Semantic association characteristic extracting module extracts patient with breast cancer using grid shot and long term Memory Neural Networks when described long
Medical document it is long when semantic association feature;The LSTM that the shot and long term Memory Neural Networks employ special implicit unit is realized
Long-term preservation input, will possess a power by the special element and gate neuron of memory cell in next time step
Value is connected in parallel to itself, copies the actual value of oneself state and the external signal of accumulation, this is by another unit from coupling
Learn and determine when remove the multiplication gate control of memory content.

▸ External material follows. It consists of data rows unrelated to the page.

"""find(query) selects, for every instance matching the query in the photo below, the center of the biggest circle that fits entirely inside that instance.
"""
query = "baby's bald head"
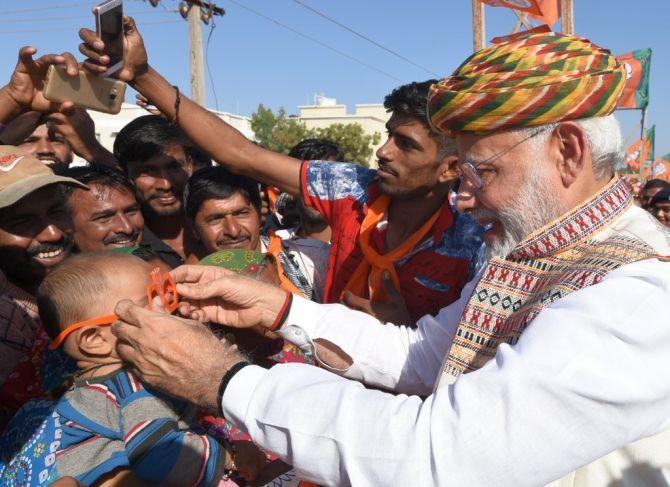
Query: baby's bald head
(90, 285)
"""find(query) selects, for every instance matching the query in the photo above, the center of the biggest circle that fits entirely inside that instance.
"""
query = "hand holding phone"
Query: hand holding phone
(135, 55)
(109, 26)
(90, 91)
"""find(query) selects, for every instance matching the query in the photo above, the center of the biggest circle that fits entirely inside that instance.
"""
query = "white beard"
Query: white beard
(534, 207)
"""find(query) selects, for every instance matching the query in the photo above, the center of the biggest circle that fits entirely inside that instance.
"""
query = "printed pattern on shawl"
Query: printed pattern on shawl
(547, 266)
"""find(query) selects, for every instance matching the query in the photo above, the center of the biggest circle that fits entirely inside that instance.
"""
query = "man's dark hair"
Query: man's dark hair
(105, 176)
(217, 183)
(410, 100)
(655, 183)
(317, 149)
(147, 136)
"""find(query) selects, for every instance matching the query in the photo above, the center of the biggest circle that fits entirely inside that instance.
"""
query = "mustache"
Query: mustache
(229, 241)
(385, 166)
(162, 193)
(479, 214)
(65, 243)
(121, 237)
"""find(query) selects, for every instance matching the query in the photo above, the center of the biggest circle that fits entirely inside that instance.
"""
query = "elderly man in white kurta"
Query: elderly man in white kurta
(551, 367)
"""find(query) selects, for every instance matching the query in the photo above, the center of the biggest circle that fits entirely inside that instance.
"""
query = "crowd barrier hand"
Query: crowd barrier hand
(25, 90)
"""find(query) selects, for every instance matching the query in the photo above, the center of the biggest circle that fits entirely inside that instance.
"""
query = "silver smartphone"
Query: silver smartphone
(109, 25)
(90, 91)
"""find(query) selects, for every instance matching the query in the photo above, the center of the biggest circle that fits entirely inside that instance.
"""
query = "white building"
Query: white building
(107, 126)
(326, 111)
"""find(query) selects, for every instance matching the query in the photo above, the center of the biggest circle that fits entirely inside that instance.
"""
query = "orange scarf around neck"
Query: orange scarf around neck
(371, 269)
(275, 248)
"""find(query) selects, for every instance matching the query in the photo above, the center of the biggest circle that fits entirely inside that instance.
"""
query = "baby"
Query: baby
(110, 420)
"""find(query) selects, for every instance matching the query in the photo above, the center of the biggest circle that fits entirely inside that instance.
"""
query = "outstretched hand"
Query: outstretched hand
(25, 90)
(173, 354)
(135, 61)
(226, 297)
(393, 311)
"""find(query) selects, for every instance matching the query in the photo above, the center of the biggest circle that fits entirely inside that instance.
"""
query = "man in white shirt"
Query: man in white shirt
(553, 358)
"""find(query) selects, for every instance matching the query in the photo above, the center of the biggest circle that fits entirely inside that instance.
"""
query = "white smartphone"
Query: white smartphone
(109, 24)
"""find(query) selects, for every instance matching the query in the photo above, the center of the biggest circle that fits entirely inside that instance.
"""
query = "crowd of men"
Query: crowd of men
(403, 244)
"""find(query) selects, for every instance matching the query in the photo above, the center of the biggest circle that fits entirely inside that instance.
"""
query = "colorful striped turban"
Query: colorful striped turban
(534, 80)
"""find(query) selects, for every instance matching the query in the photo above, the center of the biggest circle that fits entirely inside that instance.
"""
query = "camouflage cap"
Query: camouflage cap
(22, 174)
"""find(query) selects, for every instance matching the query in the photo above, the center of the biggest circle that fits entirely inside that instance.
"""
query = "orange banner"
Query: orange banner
(661, 170)
(527, 6)
(551, 11)
(636, 92)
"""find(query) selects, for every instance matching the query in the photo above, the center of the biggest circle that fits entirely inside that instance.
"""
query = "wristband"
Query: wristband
(283, 312)
(224, 383)
(177, 102)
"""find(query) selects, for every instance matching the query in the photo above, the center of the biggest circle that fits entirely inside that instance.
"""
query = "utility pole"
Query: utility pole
(567, 17)
(195, 11)
(478, 26)
(196, 58)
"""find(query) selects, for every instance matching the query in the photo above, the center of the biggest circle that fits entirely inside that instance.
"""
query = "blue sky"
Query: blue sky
(253, 60)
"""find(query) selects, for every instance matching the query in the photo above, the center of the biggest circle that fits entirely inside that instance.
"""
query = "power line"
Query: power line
(209, 71)
(70, 17)
(358, 34)
(316, 41)
(52, 7)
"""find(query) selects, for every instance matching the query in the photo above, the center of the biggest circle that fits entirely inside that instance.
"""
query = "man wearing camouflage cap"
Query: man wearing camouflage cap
(551, 360)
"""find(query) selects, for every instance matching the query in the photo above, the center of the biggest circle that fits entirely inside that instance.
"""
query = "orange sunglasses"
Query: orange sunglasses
(161, 285)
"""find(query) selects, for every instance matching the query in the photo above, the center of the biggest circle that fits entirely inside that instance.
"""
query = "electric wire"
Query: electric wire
(364, 37)
(71, 17)
(74, 29)
(316, 41)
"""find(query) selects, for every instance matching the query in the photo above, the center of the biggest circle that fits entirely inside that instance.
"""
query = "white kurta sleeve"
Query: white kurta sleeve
(394, 357)
(586, 377)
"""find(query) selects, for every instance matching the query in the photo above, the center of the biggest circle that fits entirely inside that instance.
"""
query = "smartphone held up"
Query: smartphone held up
(109, 25)
(95, 92)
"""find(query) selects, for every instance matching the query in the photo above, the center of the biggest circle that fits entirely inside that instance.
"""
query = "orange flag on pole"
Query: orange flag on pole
(516, 35)
(545, 11)
(633, 154)
(551, 11)
(527, 6)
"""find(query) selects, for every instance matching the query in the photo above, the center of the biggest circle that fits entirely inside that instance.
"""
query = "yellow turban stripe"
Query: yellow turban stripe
(541, 78)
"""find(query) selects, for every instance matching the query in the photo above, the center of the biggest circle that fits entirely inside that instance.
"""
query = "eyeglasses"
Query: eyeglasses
(161, 285)
(468, 170)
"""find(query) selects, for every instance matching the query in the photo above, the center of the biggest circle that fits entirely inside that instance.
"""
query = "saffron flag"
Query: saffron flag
(551, 11)
(511, 37)
(636, 91)
(633, 152)
(527, 6)
(650, 143)
(660, 169)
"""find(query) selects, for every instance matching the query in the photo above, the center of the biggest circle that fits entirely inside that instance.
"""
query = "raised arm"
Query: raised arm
(226, 145)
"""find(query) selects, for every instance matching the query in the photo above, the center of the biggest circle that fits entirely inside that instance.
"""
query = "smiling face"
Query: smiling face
(231, 223)
(125, 277)
(35, 235)
(105, 218)
(661, 211)
(48, 146)
(160, 180)
(519, 193)
(408, 161)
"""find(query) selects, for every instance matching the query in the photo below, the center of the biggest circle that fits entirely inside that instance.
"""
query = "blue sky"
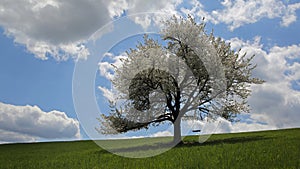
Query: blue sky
(42, 42)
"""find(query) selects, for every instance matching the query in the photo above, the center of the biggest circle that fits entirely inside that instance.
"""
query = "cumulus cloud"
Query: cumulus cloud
(61, 28)
(240, 12)
(29, 123)
(52, 27)
(277, 101)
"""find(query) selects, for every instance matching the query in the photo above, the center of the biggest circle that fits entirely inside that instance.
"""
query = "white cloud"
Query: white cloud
(198, 11)
(275, 102)
(237, 13)
(30, 123)
(52, 27)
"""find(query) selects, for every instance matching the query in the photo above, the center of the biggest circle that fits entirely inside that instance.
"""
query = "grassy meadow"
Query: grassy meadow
(262, 150)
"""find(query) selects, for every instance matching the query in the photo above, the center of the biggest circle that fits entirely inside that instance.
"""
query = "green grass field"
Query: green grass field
(268, 149)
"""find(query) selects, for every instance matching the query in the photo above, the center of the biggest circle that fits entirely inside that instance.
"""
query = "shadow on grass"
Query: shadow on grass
(158, 146)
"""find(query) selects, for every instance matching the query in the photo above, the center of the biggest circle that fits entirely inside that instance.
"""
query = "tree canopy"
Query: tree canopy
(194, 76)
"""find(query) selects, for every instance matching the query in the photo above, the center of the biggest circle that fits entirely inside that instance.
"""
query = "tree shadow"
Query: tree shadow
(165, 146)
(233, 140)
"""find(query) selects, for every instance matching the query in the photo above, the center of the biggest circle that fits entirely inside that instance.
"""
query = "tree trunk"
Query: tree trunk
(177, 132)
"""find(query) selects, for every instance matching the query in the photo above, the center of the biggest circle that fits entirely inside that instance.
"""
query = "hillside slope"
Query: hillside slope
(267, 149)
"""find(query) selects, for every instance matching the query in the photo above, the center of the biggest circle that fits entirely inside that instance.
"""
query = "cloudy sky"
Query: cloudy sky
(43, 41)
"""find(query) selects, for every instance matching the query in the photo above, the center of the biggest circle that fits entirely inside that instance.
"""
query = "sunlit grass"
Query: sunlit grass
(268, 149)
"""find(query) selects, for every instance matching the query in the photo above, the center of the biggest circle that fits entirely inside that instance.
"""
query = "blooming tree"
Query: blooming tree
(194, 76)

As shown in figure 3, the length of patient with breast cancer's clinical treatment document based on deep grid shot and long term Memory Neural Networks
When semantic association characteristic extracting module.By introducing door mechanism (such as input gate (Input Gate), out gate (Output
Gate), door (ForgetGate) is forgotten) calculate the structure of hidden state.x(t)Represent the characteristic vector of t-th of word in document.It is the hidden state of the hidden state of last layer, then next layerWith output layer s(t)Calculation formula it is as follows:
Wherein σ is activation primitive,It is input layer weight matrix;
It is the weight matrix of hidden layer;It please supplementAny implication represented;It please supplement tanh () represents anything
Implication.In order to calculate given document it is long when the forward and backward feature that associates, can be calculated by inverting the method for document
Reverse hidden unitComputational methods and above-mentioned calculatingMethod it is similar.Make the parameter vector that V is output layer, output layer
S calculation formula is
More than calculate be one-dimensional LSTM, Gird-LSTM (grid length in short-term Memory Neural Networks) can regard double as
The LSTM of dimension.Its network structure finally obtains output layer as shown in figure 4, neuron calculates feedforward and reverse LSTM respectively
Hiding vector sum memory vector calculation formula it is as follows:(h'1,m'1)=LSTM (H, m1,W1,U1) and (h'2,m'2)=LSTM
(H,m2,W2,U2)
Complex chart 5, input data of the semantic association feature as Softmax graders when will be long;It is face that Softmax, which is returned,
Returned to the Logistic of multicategory classification problem, be the general type that Logistic is returned, it is adaptable to the feelings of mutual exclusion between classification
Condition;Assuming that for training set { (x(1),y(1),…,x(n),y(n)), there is y(n)∈ [1,2 ..., k], is inputted for given sample
X, the vector that one k of output is tieed up is p (y=ix) come the probability for representing the appearance of each classification results, it is assumed that function h (x) is as follows:
θ1,θ2,…,θkIt is the parameter of model, and all probability and be 1;Add regularization term after cost function be:
Cost function is to the partial derivative of the 1st parameter of j-th of classification:
In formula, j is classification number, and m is the classification number of training set, p (y(i)=j | x(i);It is θ) that x divides the probability for being classification j, λ
For regularization term parameter, also referred to as weight attenuation term, the regularization term parameter, which is mainly, prevents over-fitting.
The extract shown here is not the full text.